The Wuhan National Space Industry Base aims to attract at least 100 enterprises involved in the space industry before 2020 and generate 30 billion yuan ($4.36 billion) in annual gross product by then, according to China Aerospace Science and Industry Corp, the main investor. The center will occupy 68.8 square kilometers in Xinzhou district.
Expace Technology, a subsidiary of CASIC that provides commercial launch services, will invest 1.7 billion yuan to build production and assembly plants for solid-fuel carrier rockets for commercial launches. The company plans to make about 20 rockets at the center each year, it said in a statement.
In China, a commercial launch usually means a space launch financed by an entity other than a Chinese government or military agency.

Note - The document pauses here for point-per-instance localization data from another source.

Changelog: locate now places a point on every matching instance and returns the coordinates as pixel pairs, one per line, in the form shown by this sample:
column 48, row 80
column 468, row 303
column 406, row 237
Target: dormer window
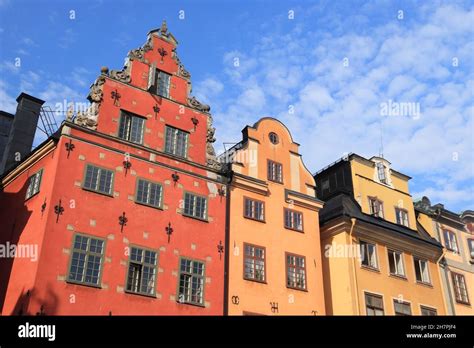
column 381, row 173
column 376, row 207
column 163, row 83
column 159, row 82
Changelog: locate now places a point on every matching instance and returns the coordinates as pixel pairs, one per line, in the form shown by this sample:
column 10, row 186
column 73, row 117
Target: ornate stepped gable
column 90, row 117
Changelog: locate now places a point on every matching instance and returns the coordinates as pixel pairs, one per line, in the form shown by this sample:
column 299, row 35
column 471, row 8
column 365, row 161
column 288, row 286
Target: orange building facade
column 274, row 258
column 377, row 259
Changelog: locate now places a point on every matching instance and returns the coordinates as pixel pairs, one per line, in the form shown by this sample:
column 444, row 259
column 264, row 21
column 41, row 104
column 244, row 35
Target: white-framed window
column 191, row 281
column 131, row 127
column 460, row 288
column 162, row 83
column 293, row 220
column 450, row 241
column 374, row 304
column 98, row 179
column 381, row 172
column 141, row 277
column 376, row 207
column 254, row 209
column 368, row 252
column 176, row 141
column 275, row 172
column 148, row 193
column 422, row 272
column 401, row 308
column 402, row 216
column 395, row 262
column 34, row 183
column 195, row 206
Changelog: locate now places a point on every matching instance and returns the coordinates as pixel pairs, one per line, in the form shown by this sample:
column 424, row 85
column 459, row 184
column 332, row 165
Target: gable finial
column 164, row 28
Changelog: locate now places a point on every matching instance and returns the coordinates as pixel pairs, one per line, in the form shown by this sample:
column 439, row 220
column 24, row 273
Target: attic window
column 381, row 173
column 273, row 138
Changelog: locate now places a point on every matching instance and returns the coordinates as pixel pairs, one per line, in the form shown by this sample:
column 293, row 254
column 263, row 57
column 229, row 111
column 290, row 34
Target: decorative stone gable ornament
column 211, row 157
column 139, row 53
column 196, row 104
column 164, row 28
column 89, row 117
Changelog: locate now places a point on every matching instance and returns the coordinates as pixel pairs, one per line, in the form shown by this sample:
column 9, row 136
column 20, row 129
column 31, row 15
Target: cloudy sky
column 345, row 76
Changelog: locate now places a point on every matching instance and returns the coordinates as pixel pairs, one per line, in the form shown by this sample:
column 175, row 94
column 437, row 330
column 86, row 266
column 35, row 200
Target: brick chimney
column 22, row 131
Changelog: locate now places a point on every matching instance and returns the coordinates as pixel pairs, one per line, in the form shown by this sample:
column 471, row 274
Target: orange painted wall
column 255, row 297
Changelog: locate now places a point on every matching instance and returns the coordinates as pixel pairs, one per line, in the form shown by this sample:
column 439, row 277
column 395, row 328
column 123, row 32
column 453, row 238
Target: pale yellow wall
column 392, row 287
column 364, row 186
column 463, row 257
column 461, row 308
column 427, row 223
column 338, row 277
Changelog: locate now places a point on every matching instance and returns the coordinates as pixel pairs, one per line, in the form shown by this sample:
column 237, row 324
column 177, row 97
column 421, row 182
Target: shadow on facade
column 14, row 216
column 30, row 303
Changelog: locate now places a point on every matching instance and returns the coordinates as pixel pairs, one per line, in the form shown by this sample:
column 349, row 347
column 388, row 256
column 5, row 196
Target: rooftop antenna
column 381, row 139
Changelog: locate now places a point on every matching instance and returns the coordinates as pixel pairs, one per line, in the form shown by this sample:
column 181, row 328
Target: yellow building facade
column 455, row 233
column 377, row 259
column 274, row 264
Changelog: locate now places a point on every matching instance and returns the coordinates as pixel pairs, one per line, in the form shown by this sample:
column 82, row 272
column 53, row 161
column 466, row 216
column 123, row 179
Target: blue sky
column 324, row 68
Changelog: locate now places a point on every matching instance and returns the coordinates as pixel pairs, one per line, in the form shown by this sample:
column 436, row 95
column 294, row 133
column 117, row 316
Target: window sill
column 175, row 155
column 130, row 141
column 149, row 205
column 463, row 303
column 195, row 218
column 98, row 192
column 192, row 304
column 294, row 229
column 254, row 219
column 256, row 281
column 275, row 181
column 140, row 294
column 429, row 285
column 72, row 282
column 369, row 268
column 33, row 195
column 298, row 289
column 396, row 276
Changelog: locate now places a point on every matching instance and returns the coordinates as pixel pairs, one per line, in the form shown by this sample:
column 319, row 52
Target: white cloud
column 7, row 102
column 337, row 105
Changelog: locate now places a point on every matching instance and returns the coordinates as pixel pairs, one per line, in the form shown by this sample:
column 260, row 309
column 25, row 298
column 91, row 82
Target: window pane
column 191, row 284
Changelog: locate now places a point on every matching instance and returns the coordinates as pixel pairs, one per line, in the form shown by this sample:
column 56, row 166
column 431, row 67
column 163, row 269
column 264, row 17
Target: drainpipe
column 445, row 268
column 354, row 277
column 441, row 282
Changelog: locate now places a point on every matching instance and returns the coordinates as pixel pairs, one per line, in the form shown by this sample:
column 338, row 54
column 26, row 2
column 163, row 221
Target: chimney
column 6, row 120
column 22, row 132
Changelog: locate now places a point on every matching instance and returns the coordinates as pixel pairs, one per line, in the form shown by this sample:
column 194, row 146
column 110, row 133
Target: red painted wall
column 97, row 215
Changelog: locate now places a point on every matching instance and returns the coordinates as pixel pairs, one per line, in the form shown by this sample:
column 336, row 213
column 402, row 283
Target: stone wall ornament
column 196, row 104
column 139, row 53
column 211, row 157
column 164, row 28
column 121, row 75
column 89, row 117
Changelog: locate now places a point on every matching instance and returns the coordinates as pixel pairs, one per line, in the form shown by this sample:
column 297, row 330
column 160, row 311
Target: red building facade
column 125, row 204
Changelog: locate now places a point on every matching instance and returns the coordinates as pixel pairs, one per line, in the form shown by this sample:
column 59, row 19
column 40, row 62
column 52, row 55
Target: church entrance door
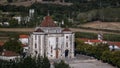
column 66, row 52
column 57, row 52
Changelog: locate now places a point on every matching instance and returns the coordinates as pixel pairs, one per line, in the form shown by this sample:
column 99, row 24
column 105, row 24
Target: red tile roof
column 115, row 43
column 8, row 53
column 90, row 40
column 23, row 36
column 66, row 29
column 38, row 30
column 48, row 22
column 84, row 39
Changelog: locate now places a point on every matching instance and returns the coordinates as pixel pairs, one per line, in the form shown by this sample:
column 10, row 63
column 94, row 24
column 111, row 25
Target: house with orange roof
column 9, row 55
column 24, row 39
column 92, row 41
column 114, row 45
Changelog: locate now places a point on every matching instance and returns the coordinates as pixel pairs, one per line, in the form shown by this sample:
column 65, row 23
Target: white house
column 24, row 39
column 114, row 45
column 9, row 55
column 51, row 41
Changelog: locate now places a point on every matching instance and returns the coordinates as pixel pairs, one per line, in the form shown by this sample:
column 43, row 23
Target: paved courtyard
column 82, row 61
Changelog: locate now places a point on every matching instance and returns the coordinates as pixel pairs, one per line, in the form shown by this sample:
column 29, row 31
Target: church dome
column 48, row 22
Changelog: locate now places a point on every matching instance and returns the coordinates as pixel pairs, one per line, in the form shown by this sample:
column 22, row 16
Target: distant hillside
column 102, row 25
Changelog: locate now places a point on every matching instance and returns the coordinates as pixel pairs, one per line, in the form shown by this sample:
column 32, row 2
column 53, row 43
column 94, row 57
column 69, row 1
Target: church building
column 51, row 41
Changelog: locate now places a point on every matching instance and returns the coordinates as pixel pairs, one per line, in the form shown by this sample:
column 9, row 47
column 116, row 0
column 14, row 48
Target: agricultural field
column 102, row 25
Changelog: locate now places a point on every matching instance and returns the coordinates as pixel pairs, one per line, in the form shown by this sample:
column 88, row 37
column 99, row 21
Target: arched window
column 35, row 45
column 36, row 52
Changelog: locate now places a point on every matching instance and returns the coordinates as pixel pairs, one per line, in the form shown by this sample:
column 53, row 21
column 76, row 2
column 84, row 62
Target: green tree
column 13, row 44
column 62, row 64
column 13, row 23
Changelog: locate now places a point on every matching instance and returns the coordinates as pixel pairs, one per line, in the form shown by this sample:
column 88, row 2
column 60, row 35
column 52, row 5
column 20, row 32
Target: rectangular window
column 66, row 44
column 35, row 45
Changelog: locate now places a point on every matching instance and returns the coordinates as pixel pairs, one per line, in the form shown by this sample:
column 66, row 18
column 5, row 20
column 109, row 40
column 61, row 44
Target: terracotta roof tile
column 23, row 36
column 115, row 43
column 66, row 29
column 9, row 53
column 48, row 22
column 38, row 30
column 95, row 41
column 84, row 39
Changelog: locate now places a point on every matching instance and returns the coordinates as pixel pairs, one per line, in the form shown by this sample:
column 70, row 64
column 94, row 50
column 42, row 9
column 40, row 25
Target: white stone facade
column 51, row 41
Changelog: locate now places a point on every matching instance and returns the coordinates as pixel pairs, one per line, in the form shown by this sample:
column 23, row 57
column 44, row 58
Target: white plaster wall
column 24, row 40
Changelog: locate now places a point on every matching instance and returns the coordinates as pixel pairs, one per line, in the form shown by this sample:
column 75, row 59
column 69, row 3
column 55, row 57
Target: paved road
column 72, row 29
column 87, row 62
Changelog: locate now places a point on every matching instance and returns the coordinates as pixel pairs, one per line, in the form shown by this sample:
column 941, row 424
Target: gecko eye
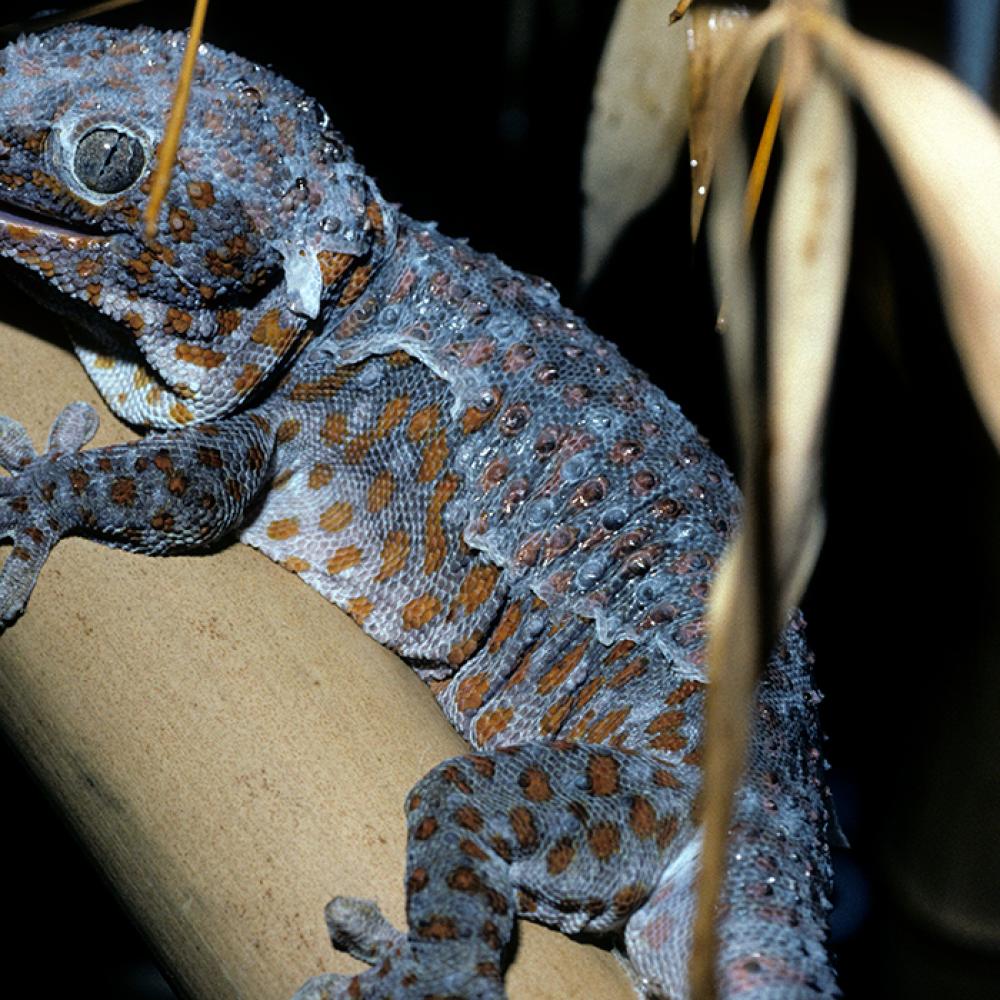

The CASIC Second Academy will invest 300 million yuan to construct a research, development and manufacturing complex at the center to make small satellites. CASIC has said it will launch 156 small communications satellites into low Earth orbit, at an altitude of 160 to 2,000 km, before the end of 2025. They would form a network capable of global coverage.
Also on April 24, Expace Technology said it signed a contract with an unnamed domestic client to conduct four commercial launch missions in a week early in 2018.
The missions will employ Kuaizhou 1A, a solid-fuel carrier rocket developed by the CASIC Fourth Academy in Wuhan. The rocket has a liftoff weight of 30 metric tons and is capable of sending a 200 kg payload into a sun-synchronous orbit, or a 300 kg payload into a low-Earth orbit. Unlike most Chinese carrier rockets, it uses a transporter-erector-launcher vehicle rather than a fixed launch pad.
The first flight of Kuaizhou 1A, to launch three small satellites, was in January at the Jiuquan Satellite Launch Center in northwestern China.
CASIC Fourth Academy began to develop Kuaizhou solid-fuel rockets in 2009 as a low-cost, quick-response rocket family for the commercial launch market. It has launched three of the rockets.
Zhang Di, deputy director of the academy and chairman of Expace, said a new-generation Kuaizhou 11 is under development and will make its first flight before year’s end.
He said Kuaizhou 11 will have a liftoff weight of 78 tons and will be capable of placing a 1-ton payload into a sun-synchronous orbit at an altitude of 700 km, or a 1.5-ton payload into a low Earth orbit at an altitude of 400 km.